Sunil Mittal's Bharti Airtel has the financial capacity to withstand a payout of Rs 35,586 crore ($5 billion) towards its statutory adjusted gross revenue (AGR) dues following its recent $3 billion fundraiser that has boosted its liquidity position, Moody's Investors Service said Wednesday.
"Following recent capital-raising, we estimated (Bharti's) cash is over $5 billion, which can be used to fund the final AGR payment," Moody's said in its latest report.
According to the global rating agency, the Rs 35,300 crore cash payment will not cause a significant deterioration in the credit quality of Bharti Airtel, although it will substantially reduce its available cash reserves for Indian operations.

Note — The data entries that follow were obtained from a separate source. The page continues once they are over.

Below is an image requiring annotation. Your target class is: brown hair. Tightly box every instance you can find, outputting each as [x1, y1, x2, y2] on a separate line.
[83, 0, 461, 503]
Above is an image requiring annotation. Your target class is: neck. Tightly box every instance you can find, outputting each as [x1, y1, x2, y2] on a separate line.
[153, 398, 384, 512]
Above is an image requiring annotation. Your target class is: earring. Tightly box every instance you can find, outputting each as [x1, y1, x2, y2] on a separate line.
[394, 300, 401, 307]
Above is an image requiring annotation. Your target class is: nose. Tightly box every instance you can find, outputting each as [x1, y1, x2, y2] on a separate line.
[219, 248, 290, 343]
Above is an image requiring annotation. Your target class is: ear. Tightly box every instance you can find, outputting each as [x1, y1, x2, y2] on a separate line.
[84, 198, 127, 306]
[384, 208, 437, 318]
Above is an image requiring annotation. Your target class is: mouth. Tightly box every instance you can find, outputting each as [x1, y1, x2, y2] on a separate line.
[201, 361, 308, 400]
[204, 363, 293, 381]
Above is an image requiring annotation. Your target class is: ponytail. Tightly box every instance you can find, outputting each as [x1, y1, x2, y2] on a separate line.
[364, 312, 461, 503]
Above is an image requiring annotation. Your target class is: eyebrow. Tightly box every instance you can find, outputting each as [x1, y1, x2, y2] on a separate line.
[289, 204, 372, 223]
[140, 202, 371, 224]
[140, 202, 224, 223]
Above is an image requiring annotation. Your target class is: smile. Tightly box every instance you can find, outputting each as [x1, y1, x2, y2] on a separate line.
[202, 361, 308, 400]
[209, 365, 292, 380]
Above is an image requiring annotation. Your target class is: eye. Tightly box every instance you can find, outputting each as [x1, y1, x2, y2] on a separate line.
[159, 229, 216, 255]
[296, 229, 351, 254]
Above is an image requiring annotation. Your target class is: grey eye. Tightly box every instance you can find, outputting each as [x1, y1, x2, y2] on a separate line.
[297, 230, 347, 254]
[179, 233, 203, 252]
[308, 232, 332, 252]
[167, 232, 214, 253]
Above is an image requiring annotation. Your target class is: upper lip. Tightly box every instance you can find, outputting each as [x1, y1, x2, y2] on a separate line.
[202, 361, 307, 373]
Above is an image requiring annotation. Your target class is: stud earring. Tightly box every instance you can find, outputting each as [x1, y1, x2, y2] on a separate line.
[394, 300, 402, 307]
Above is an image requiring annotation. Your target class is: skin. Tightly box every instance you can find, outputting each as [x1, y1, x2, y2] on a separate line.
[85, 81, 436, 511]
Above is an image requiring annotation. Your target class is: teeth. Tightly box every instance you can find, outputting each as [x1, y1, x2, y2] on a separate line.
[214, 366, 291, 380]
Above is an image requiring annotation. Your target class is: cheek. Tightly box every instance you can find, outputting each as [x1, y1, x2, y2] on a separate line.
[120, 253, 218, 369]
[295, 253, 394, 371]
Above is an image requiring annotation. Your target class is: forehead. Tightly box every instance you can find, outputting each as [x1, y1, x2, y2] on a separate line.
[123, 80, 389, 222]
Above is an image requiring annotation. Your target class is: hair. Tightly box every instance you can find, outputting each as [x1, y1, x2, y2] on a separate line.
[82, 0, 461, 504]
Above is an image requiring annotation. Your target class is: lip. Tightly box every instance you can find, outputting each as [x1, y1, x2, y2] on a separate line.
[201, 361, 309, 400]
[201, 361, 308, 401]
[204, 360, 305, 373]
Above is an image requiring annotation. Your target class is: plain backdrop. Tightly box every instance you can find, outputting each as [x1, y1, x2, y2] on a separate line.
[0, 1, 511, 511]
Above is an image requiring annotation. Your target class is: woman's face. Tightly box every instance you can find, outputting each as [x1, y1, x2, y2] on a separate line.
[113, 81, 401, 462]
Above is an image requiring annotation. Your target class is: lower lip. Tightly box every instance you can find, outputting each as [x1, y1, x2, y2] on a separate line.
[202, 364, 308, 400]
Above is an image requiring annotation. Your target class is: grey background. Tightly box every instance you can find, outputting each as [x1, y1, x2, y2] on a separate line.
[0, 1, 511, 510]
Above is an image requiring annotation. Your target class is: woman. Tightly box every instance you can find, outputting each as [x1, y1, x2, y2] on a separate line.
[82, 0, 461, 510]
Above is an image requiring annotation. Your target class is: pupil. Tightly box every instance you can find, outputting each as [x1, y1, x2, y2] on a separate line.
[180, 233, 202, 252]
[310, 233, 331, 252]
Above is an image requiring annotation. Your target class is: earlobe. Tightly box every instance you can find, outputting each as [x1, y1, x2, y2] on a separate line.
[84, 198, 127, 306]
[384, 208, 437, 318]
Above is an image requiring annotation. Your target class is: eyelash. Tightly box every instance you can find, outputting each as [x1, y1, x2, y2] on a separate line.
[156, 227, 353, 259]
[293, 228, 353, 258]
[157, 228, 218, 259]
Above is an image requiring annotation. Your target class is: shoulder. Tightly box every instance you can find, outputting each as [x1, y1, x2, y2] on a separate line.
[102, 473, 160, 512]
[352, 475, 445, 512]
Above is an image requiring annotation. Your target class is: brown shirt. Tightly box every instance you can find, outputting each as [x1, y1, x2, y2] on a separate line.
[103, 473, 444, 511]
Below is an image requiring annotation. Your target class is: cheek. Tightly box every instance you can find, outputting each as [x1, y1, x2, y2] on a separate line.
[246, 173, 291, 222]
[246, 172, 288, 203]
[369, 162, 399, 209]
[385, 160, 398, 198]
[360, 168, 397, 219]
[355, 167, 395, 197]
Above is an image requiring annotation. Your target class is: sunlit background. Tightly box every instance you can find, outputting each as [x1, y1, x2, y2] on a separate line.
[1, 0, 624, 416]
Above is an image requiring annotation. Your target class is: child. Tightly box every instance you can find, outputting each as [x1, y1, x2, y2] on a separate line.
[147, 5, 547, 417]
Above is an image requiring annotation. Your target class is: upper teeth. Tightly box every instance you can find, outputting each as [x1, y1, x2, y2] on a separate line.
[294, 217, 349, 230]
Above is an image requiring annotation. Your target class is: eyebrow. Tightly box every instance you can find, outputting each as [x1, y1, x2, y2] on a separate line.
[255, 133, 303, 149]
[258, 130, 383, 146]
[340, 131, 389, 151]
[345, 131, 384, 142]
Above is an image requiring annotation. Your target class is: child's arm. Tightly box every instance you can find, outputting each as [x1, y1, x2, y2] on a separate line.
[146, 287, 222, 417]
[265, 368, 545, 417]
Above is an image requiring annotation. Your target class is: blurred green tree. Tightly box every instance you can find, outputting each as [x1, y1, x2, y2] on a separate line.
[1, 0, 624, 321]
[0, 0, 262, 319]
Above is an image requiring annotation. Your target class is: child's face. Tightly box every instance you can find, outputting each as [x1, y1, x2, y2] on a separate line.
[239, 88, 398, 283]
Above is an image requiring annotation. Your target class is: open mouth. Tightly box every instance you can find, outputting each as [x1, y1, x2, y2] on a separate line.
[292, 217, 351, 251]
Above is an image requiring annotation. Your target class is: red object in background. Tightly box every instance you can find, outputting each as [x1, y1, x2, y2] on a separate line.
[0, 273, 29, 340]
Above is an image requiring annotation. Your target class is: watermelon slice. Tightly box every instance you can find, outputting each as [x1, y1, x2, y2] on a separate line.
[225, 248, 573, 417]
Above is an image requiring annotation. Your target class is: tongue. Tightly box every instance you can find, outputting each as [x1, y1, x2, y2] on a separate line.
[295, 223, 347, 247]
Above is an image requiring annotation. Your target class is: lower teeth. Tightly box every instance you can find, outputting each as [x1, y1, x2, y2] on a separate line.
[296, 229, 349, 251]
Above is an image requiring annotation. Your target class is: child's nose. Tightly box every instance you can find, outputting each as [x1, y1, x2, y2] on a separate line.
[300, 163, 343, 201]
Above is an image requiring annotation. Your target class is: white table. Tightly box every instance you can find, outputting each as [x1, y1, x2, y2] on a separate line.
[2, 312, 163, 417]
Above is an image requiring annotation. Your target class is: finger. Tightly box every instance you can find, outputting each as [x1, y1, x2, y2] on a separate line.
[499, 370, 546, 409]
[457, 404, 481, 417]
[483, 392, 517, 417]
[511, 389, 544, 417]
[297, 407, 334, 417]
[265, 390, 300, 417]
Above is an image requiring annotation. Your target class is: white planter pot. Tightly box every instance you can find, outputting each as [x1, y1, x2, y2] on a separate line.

"We estimate leverage of around 5.5x for (Bharti Airtel) India for fiscal year ending March 2020, and consolidated leverage will be around 4.4x, within our tolerance range for the current Ba1 rating," Moody's said.
As per Department of Telecommunications (DoT) estimates, Bharti Airtel owes the government Rs 35,586 crore dues, including licence fee and spectrum usage charge. The company has so far paid Rs 10,000 crore in AGR dues to the telecom department. Sunil Mittal-led telco will pay the remaining dues after self-assessment of the amount payable to the government.
Airtel on February 17 had said that the company "is in a process of completing the self-assessment exercise expeditiously and will make the balance payment upon completion of the same, before the next date of hearing in the Supreme Court". On February 14, 2020, the Supreme Court had ordered telecom companies to clear their pending licence fees and spectrum usage charges before the next hearing in the AGR matter, that is, March 17.
Moody's also remained optimistic about Bharti Airtel's growth prospects, saying that it had successfully executed a significant amount of capital raising activities over the last 12 months. "Recent capital-raising activities provide additional liquidity to fund the AGR payment," it said.
As on December 31, 2019, the telco had consolidated cash and short term investments of $4.2 billion, with around $2.3 billion held at the Indian operations, excluding Bharti Infratel operations. India accounts for around 75 per cent of Bharti Airtel's debt and 60 per cent of operating profit or EBITDA.
"Debt levels and cash costs are high for this segment and need to be serviced from India's own organic cash flow," Moody's said. "Cash and EBITDA generated at less than wholly-owned subsidiaries is not directly available to service debt at India. As a result, a significant expansion of India's cash flow is required to achieve meaningful debt reduction on a consolidated basis."
On Indian telecom industry, Moody's said that fundamentals in the sector are improving, but uncertainty around the sustainability of the improvement and future cash requirements (including 4G/5G spectrum auction) remains.
As per the DoT estimates, 15 entities owe the government Rs 1.47 lakh crore - Rs 92,642 crore in unpaid licence fee and another Rs 55,054 crore in outstanding spectrum usage charges. Vodafone Idea, which owes over Rs 53,000 crore in AGR dues, has made a total payment of Rs 3,500 crore, while Tata Teleservices has paid Rs 2,197 crore.